O presente artigo pretende analisar as controvérsias acerca dos efeitos do novo entendimento adotado pelo Superior Tribunal de Justiça em 27 de agosto de 2019, por meio do Agravo Interno (AgInt) em Agravo em Recurso Especial (AREsp) n°1.286.122, o qual decidiu pela impossibilidade da emissão de Certidão Negativa de Débitos para a filial quando a matriz possuir débitos, indo em desencontro com o argumento da autonomia jurídico-administrativa entre matriz e filiais que vinha sustentando a jurisprudência do STJ desde 2009 até a decisão de 2019.

O direito do contribuinte à emissão de certidão tributária é uma garantia assegurada constitucionalmente, bem como sua obrigatoriedade se encontra prevista em lei através do artigo 205 do CTN, caput, assim redigido: "a lei poderá exigir que a prova da quitação de determinado tributo, quando exigível, seja feita por certidão (…)".

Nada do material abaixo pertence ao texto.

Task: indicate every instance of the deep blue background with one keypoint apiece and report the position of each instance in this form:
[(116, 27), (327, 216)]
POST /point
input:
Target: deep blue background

Sendo assim, sempre que o contribuinte necessite, por exemplo, alienar imóveis, participar de licitações ou contratar uma operação financeira, a lei poderá exigir, como requisito, que o contribuinte comprove, através de certidão emitida pelo ente tributário, que não possui débitos com o fisco (MELLO, 2007, p. 589).

Os requisitos para emissão de certidões tributárias se encontram dispostos nos artigos 205 e 206 do CTN, e, uma vez cumprido pelo contribuinte determinados atos, cabe ao fisco a emissão da certidão afirmando a existência de fatos de que tenha ciência (BRASIL, 1966, online).

Frise-se que o direito do contribuinte de obter certidão de regularidade fiscal se encontra garantido na Constituição Federal em seu artigo 5º, inciso XXXIV, "b": "[…] são a todos assegurados, independentemente do pagamento de taxas: a obtenção de certidões em repartições públicas, para defesa de direitos e esclarecimento de situações de interesse pessoal". Logo, fica evidente que os óbices criados pela Fazenda Pública estão em completa dissonância com a constituição, violando um direito adquirido dos contribuintes. O mesmo ocorre com a nova decisão do STJ em análise.

Dessa forma, tendo em vista que o Código Tributário Nacional prevê expressamente os requisitos que devem ser cumpridos para a emissão de certidão, através dos artigo 205 e 206, restam claramente explicitas as exigências a serem atendidas pelo contribuinte para que possa ter direito a certidão. Entretanto, a nova decisão do STJ, ao entender que matriz e filial fazem parte do acervo patrimonial de uma única pessoa jurídica, desconsiderando o princípio da autonomia dos estabelecimentos, acaba permitindo que a Fazenda Pública limite o direito a certidão por meio de mero regulamento, estabelecendo a possibilidade de uma única certidão para todos os estabelecimentos de uma pessoa jurídica.

Ora, o fisco não possui competência garantida em lei para limitar a emissão de certidões, por meio de ato administrativo, decidindo que somente seria possível sua emissão em nome da pessoa jurídica como um todo. Bem como, não compete ao fisco estabelecer a modalidade de certidão fiscal mais adequada para cada negócio jurídico, haja vista que somente a lei detém competência para tanto.

Ademais, a nova decisão do STJ, ao estabelecer que as filiais também respondem pelos débitos da matriz, impossibilitando a emissão de certidão, acaba, por vias transversas, criando uma nova forma de responsabilidade tributária, adentrando em matéria que, por força do artigo 146, inciso III, da Constituição Federal, somente seria possível através de lei complementar: "artigo 146. Cabe à lei complementar: III – estabelecer normas gerais em matéria de legislação tributária (…)".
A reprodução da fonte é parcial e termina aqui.